The following information is typically included in a codebook:

  • ID variable(s): which variable(s) contain(s) the unique observation identifier (number or alphanumeric combination)?
  • Data collection variables: which variables contain information about data collection (date of collection, place, researcher, etc.)?
  • Variable name and description: what is the name of the variable in the dataset? What is its full description? Variable names are usually short to facilitate analysis and need to comply with software-specific rules (e.g., do not include special characters or spaces). Full descriptions are useful for identifying the variable in more detail and may include definitions or explanations of acronyms. If the variable is a survey question, the exact wording of the question and instructions may also be indicated here.
  • Variable type: is the variable categorical, ordinal, continuous or textual? It is important to check that the variable is correctly identified as such in the software used for storage or analysis.
  • Variable values: what are the possible values of the variable (categories or numerical range)? If the variable is categorical, what are the labels corresponding to each category? For example, gender may be encoded as 1/2, with 1 corresponding to "Women" and 2 to "Men".
  • Variable unit: what is the unit of the variable (percentage, kilograms, number of people, etc.)?
  • Missing values: how are missing values indicated? It is important to check that the values are identified as such in the software used for storage or analysis. Different types of missing values can be indicated in different ways, for example to distinguish observations for which a specific variable should be empty (for consistency reasons or due to a filter) from variables for which a value was expected but none was coded (data entry error, non-response, etc.).
  • Variable processing: is the variable the result of a data processing step? Is it a score, an index or the results of a calculation? Was it recoded based on other variables? Was it standardised or otherwise transformed?
  • Variable base: which population is the variable based on? Are the data filtered or limited to a subgroup of observations?

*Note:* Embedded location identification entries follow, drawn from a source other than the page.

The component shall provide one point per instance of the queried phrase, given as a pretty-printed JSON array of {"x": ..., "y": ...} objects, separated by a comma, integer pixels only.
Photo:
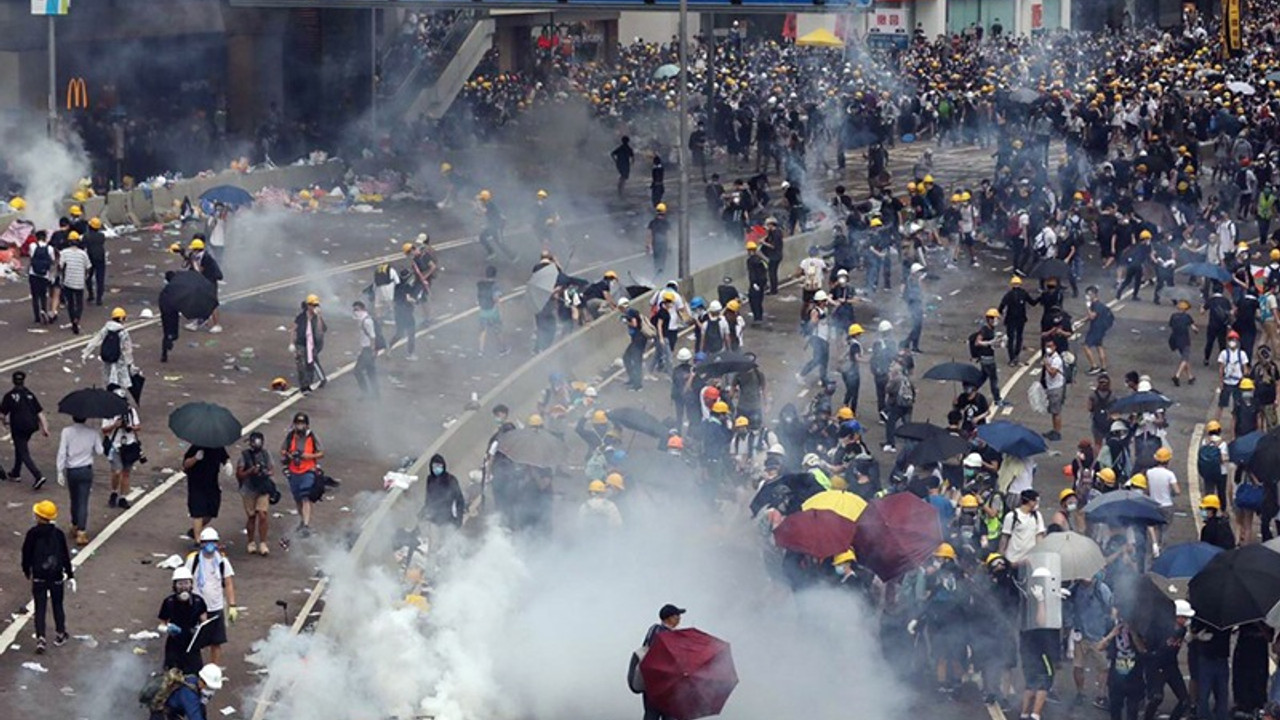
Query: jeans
[
  {"x": 80, "y": 483},
  {"x": 42, "y": 592}
]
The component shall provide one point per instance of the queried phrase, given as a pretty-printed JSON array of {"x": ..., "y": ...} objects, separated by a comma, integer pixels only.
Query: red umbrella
[
  {"x": 688, "y": 674},
  {"x": 896, "y": 533},
  {"x": 821, "y": 533}
]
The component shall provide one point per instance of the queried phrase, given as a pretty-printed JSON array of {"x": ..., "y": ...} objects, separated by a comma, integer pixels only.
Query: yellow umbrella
[
  {"x": 841, "y": 502},
  {"x": 821, "y": 37}
]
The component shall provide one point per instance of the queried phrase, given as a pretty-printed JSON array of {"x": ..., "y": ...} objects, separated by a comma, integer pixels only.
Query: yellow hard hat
[{"x": 46, "y": 510}]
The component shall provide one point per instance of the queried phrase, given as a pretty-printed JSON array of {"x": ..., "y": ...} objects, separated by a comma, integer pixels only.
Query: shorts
[
  {"x": 1056, "y": 397},
  {"x": 301, "y": 484}
]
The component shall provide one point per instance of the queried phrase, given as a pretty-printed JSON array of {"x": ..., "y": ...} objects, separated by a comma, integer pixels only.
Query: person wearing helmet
[
  {"x": 214, "y": 579},
  {"x": 181, "y": 614},
  {"x": 309, "y": 331},
  {"x": 46, "y": 561}
]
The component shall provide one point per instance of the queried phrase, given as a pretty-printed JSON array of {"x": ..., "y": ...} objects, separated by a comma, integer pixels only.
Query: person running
[{"x": 46, "y": 561}]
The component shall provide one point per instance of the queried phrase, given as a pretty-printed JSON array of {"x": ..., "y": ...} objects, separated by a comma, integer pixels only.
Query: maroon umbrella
[
  {"x": 821, "y": 533},
  {"x": 896, "y": 533},
  {"x": 688, "y": 674}
]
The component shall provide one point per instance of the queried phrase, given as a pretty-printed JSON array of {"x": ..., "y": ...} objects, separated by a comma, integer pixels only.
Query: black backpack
[{"x": 110, "y": 351}]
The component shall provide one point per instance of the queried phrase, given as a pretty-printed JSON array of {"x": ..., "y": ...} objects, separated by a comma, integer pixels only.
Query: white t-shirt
[
  {"x": 1023, "y": 533},
  {"x": 1160, "y": 486}
]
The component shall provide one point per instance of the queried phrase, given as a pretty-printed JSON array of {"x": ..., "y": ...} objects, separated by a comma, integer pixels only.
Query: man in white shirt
[{"x": 1022, "y": 529}]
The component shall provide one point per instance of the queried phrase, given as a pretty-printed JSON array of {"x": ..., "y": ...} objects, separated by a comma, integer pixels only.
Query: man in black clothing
[{"x": 23, "y": 415}]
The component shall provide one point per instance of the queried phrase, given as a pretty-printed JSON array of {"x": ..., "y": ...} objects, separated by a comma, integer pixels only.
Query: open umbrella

What is the size of the base?
  • Variable links: is the variable standalone or should it be analysed in conjunction with other variables? For instance, a multiple-choice question in a survey needs to be coded in several related variables and a follow-up question needs to be analysed taking into account the previous answer.
  • Weights: are there any weighting variables? How were they created? When should they be used?
  • Typologies or classifications: is the variable based on an existing classification? What is it and what are the sources or references?
  • Technical information: what is the width of the variable and the specific variable type in the software used for storage/analysis? What are the decimal and thousands separators? What is the number of decimals?